Our memories are still vivid about the last naval clash between the South and North that occurred on November 10, 2009 in the same West Sea. A North Korean warship intruded into the southern territorial waters, crossing the so-called NLL (Northern Limit Line) or the maritime border separating the two Koreas. In the clash, the South Korean navy destroyed and sank a North Korean warship and Pyongyang vowed that it would repay their losses a thousand fold in the future.

Then, only a few days before the latest naval clash, North Korea threatened that it would use a nuclear bomb if “anyone,” meaning the South, obviously, should try to bring down Kim Jong-il’s regime in Pyongyang. Has the administration of South Korean president Lee Myung-bak been shaken up by the nuclear threat so that it has so quickly ruled out a North Korean attack this time?

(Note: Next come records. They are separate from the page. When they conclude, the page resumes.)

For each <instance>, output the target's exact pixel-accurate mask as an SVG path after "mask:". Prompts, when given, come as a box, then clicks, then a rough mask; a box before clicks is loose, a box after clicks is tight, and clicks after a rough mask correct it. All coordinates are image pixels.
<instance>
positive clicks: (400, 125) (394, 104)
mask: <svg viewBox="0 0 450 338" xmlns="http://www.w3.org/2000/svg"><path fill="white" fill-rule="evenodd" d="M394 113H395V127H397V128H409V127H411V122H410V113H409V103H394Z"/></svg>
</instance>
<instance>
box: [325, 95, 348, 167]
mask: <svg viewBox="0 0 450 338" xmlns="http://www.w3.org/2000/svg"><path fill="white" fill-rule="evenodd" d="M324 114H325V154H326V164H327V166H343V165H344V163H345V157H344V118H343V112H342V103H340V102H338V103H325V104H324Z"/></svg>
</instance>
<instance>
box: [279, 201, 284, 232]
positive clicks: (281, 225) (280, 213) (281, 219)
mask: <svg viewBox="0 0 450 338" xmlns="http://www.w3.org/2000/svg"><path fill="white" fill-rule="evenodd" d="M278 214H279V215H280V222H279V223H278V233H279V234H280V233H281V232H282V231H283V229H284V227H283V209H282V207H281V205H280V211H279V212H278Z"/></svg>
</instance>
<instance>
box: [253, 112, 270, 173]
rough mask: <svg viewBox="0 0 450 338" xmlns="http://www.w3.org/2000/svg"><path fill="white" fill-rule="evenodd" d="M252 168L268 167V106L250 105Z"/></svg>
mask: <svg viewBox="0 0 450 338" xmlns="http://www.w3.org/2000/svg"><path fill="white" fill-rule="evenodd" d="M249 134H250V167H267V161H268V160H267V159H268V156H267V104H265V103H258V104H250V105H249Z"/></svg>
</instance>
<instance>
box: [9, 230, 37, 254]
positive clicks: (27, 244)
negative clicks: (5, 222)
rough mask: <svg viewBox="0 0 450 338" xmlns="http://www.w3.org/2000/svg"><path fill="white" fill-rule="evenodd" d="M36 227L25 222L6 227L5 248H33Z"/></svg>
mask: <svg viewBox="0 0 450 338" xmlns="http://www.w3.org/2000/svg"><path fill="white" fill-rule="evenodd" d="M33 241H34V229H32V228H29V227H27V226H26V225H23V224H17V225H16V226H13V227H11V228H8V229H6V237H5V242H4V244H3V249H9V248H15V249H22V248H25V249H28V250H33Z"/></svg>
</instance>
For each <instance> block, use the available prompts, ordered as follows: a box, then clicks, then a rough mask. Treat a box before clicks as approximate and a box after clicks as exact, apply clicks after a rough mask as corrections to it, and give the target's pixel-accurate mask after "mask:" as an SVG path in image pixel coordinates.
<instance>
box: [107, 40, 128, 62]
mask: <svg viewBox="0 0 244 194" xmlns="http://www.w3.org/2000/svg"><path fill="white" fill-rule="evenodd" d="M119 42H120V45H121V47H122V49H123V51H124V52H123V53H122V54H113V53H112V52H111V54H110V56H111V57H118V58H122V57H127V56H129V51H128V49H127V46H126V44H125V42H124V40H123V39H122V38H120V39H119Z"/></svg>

Strangely, though, North Korea has been uncharacteristically silent on the sinking of the South Korean warship. Not that the North Koreans would admit their responsibility even if they were responsible for sinking the ship. Confronted with unshakable evidence, it would use the childish but time-honored trick to shift the blame to the enemy by claiming that it was the South Korean government that sank its own naval ship in order to foment trouble for the North.

In any event, I do not want to see the incident, however grave it was, escalate into a more serious conflict. But I, for one among many, no doubt, would like to know what really happened if only to let the souls of the young soldiers who sacrificed their lives in the incident rest in peace.